= Joseph Genualdi =

American violinist

Joseph Genualdi (born 1954) is an American violinist.

==Early life and education==
The son of professional musicians, Genualdi was born in Clinton, Iowa, and grew up in Connecticut. His formal training began at age 11, as a private student of Broadus Erle at Yale University. Three years later he enrolled at The North Carolina School of the Arts studying violin with Vartan Manoogian. Upon graduation, he was admitted to the Curtis Institute of Music where he continued his violin studies with Jascha Brodsky and Ivan Galamian.

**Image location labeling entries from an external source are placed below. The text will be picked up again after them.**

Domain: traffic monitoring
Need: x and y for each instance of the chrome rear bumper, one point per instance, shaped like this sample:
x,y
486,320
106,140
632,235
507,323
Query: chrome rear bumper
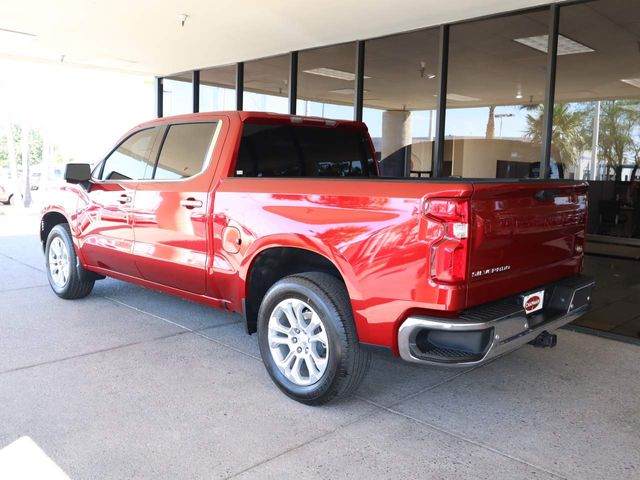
x,y
483,333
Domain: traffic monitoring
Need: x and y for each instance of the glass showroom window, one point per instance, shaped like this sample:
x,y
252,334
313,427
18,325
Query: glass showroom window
x,y
400,97
326,82
176,96
217,89
596,117
495,92
266,85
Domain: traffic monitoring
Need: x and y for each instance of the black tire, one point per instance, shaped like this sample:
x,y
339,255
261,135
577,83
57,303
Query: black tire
x,y
75,286
347,361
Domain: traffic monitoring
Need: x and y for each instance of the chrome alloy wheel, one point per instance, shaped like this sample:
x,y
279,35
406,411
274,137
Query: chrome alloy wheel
x,y
59,265
298,342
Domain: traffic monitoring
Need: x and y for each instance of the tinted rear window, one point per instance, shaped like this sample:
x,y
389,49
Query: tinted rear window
x,y
303,151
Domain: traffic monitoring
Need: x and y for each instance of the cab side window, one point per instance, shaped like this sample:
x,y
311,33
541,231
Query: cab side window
x,y
131,160
185,151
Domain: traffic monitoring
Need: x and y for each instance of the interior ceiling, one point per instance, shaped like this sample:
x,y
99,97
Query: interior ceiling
x,y
146,36
485,63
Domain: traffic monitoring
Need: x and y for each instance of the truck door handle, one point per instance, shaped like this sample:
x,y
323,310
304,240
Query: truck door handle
x,y
191,203
547,194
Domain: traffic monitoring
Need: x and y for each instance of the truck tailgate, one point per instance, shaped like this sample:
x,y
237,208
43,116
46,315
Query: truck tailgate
x,y
524,235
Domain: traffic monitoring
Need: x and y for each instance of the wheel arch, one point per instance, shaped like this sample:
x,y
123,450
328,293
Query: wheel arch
x,y
274,263
49,220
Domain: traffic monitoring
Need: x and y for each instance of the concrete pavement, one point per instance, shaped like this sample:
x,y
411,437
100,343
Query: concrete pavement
x,y
130,383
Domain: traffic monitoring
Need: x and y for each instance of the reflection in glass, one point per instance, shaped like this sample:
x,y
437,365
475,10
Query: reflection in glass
x,y
266,85
596,131
496,84
326,82
399,97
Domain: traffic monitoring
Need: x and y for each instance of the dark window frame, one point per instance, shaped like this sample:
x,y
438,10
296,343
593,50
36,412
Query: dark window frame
x,y
438,159
367,154
114,149
207,161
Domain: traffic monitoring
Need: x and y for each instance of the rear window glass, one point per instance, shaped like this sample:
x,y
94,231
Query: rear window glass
x,y
185,150
303,151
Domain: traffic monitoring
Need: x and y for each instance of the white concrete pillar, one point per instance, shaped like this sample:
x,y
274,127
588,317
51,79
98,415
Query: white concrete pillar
x,y
396,131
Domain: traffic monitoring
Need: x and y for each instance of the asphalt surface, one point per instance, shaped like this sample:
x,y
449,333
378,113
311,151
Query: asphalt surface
x,y
130,383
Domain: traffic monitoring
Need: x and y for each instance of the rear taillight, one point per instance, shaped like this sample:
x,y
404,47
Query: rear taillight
x,y
448,227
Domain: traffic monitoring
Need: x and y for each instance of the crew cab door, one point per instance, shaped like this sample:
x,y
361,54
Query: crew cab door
x,y
171,226
104,214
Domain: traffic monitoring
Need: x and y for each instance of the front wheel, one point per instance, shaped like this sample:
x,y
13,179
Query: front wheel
x,y
62,265
308,339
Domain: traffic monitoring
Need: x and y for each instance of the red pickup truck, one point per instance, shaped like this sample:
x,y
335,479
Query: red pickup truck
x,y
286,220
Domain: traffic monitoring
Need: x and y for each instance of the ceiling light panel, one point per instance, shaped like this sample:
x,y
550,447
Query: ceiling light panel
x,y
566,46
455,97
333,73
634,82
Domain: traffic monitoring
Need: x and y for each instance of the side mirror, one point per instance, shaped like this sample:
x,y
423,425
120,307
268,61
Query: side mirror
x,y
77,173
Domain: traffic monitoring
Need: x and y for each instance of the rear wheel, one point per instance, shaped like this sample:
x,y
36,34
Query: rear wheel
x,y
308,339
63,271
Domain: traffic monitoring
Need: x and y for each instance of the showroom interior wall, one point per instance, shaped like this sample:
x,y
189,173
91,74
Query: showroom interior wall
x,y
538,92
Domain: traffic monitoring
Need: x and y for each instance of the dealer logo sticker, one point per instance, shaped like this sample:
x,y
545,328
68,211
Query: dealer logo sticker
x,y
533,302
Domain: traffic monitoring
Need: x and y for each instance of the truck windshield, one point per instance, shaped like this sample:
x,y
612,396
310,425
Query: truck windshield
x,y
278,150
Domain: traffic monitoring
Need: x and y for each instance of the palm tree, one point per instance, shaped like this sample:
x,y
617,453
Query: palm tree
x,y
567,134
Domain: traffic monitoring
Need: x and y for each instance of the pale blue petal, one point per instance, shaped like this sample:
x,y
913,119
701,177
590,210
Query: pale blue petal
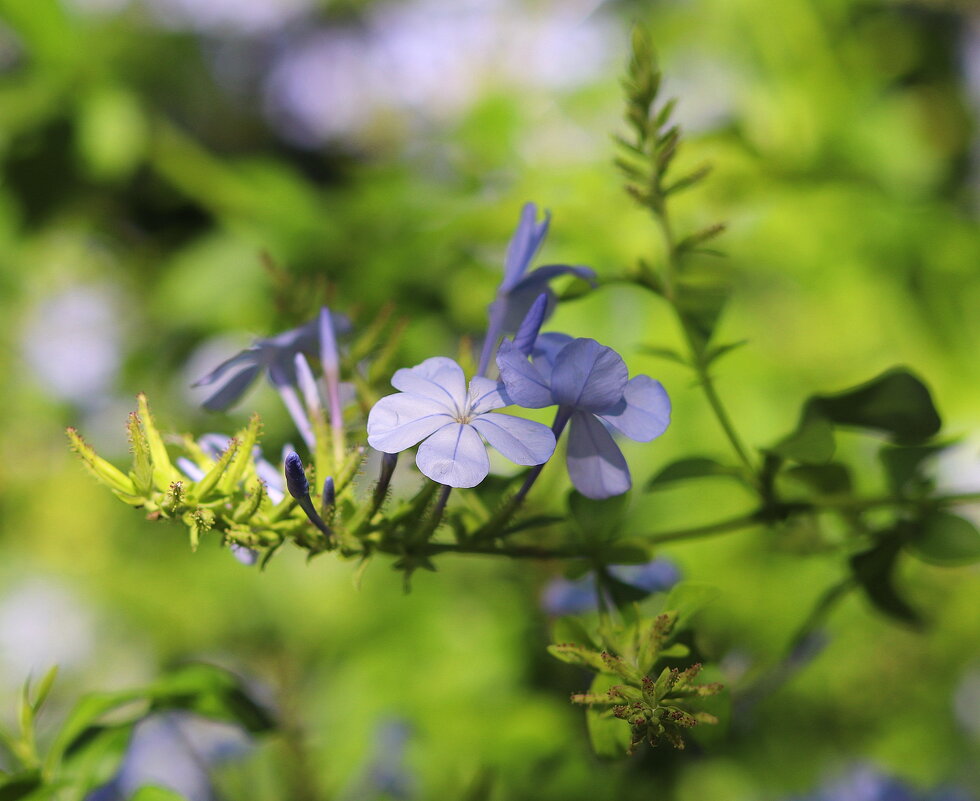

During his years at Curtis he formed a lifelong friendship with Felix Galimir.He was a fellow of Silliman College at Yale University and the recipient of the Wardwell Fellowship at The Yale School of Music.

==Career==
At age 22 Genualdi won an audition to serve as associate concertmaster of the San Francisco Symphony; it was during this time that he became a founding member and first violinist of the Muir Quartet. Under the aegis of the Wardwell Fellowship at Yale University, the Muir captured international attention by winning first prize in 1980 at Le Concours d'Evian and also the 1981 Walter W. Naumburg Chamber Music Award. Their performance at the White House was featured on national television. With pianist Jean-Philippe Collard, the Muir Quartet (with Genualdi as first violin) won the Grand Prix du Disque for their recording of the César Franck piano quintet.

In addition to his participation in the Muir Quartet, Joseph Genualdi has been violinist of the Los Angeles Piano Quartet, a founding member of the Chicago String Quartet, and artistic director for seventeen years of the Chicago Chamber Musicians.

Genualdi has participated in many festivals including Spoleto (Italy), Ravinia, Taos, Affinis (Japan), Kneisel Hall, Euro Arts, Bravo Colorado, Skaneateles, Angel Fire, Nîmes (France), and Cheltenham. But his most enduring affiliation was with the Marlboro Festival and Rudolf Serkin, a guiding influence on his career. His other mentors have included Menahem Pressler, Oscar Shumsky, Raphael Hillyer and Mieczysław Horszowski.

Genualdi has served on the faculties of Yale University, the University of Oregon, DePaul University, California State University—Northridge – The University of North Carolina School of the Arts. He has taught summers at the Taos School of Music, Kneisel Hall, Interharmony (Italy) and the Euro Arts Festival in Leipzig, Germany. He is currently Professor of Violin at the UMKC Conservatory.

A longtime supporter of new music, Joseph Genualdi has worked closely with numerous composers: Richard Wilson, Pierre Boulez, Chen Yi, George Perle, John Harbison, David Del Tredici, Ned Rorem, James Mobberly, William Bolcom, Ellen Taaffe Zwillich, Aaron Jay Kernis, Steven Stucky, Zhou Long, Bernard Rands, John Corigliano, Paul Rudy and Peter Lieberson – among many others. He is featured on thirteen commercially available CDs on such labels as EMI, Musical Heritage Society, Sony Classics, Albany Records, Summit, Cedille Records, Music Masters-Pickwick, and Naxos.

Genualdi, who won first prize in the Hudson Valley Philharmonic International String Competition, continues his career as soloist in frequent concerto performances and duo recitals.
In April 2023 Joseph Genualdi served as a member of the jury for the Josef Hassid International Violin Competition in Tartu, Estonia.